Streaming Ingestion to Lakehouse: Building Real-Time Data Pipelines

The Lakehouse architecture has emerged as a unified approach to data management, combining the flexibility of data lakes with the structure and performance of data warehouses. At the heart of modern Lakehouse implementations lies a critical component: the streaming ingestion pipeline. This pipeline serves as the bridge between real-time data sources and analytical platforms, enabling organizations to process and analyze data as it arrives rather than waiting for batch processing windows.

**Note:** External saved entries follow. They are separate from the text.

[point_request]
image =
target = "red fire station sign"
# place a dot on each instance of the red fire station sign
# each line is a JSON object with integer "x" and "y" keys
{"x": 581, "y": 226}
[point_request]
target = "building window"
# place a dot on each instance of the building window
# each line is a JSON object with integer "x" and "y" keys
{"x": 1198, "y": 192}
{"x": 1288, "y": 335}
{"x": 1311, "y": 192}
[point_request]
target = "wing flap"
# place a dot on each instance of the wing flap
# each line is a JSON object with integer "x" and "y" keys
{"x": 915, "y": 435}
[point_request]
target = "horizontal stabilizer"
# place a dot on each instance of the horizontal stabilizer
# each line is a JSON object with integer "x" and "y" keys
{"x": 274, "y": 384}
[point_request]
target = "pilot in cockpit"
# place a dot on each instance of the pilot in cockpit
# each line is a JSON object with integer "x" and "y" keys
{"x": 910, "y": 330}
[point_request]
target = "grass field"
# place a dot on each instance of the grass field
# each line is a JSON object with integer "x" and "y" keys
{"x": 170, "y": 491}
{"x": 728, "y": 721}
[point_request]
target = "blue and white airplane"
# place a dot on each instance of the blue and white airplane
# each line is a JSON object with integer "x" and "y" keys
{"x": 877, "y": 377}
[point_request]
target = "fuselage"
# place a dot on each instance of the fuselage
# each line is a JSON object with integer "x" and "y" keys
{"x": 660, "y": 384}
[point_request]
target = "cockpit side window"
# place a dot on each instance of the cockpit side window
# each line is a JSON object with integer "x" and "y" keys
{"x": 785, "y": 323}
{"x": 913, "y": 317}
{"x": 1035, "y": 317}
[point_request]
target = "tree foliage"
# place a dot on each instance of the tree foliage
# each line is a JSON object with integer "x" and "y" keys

A streaming ingestion pipeline continuously captures data from various sources, such as Apache Kafka, AWS Kinesis, Azure Event Hubs, or Change Data Capture (CDC) systems, and writes it to Lakehouse table formats like Delta Lake, Apache Iceberg, or Apache Hudi. This real-time data path is the first step toward building a responsive analytics platform that can power everything from operational dashboards to machine learning models.

For foundational understanding of lakehouse concepts, see Introduction to Lakehouse Architecture. To understand CDC as a streaming source, refer to What is Change Data Capture (CDC).

Streaming Ingestion Architecture Patterns

## Streaming Ingestion Architecture Patterns

Direct Write Pattern

The direct write pattern streams data directly from the source to the Lakehouse table format without intermediate staging. Each incoming event triggers an immediate write operation, providing the lowest possible latency. This pattern works best for high-value, low-volume data streams where immediate availability is critical.

However, direct writes can be inefficient for high-throughput scenarios. Writing individual records generates many small files, leading to performance degradation during queries. The small file problem is particularly acute in object storage systems like S3, where metadata operations become a bottleneck.

Micro-Batch Pattern

Micro-batching collects streaming events into small batches before writing to the Lakehouse. This approach balances latency and efficiency by accumulating data over short time windows (typically seconds to minutes) and then writing larger, more efficient files.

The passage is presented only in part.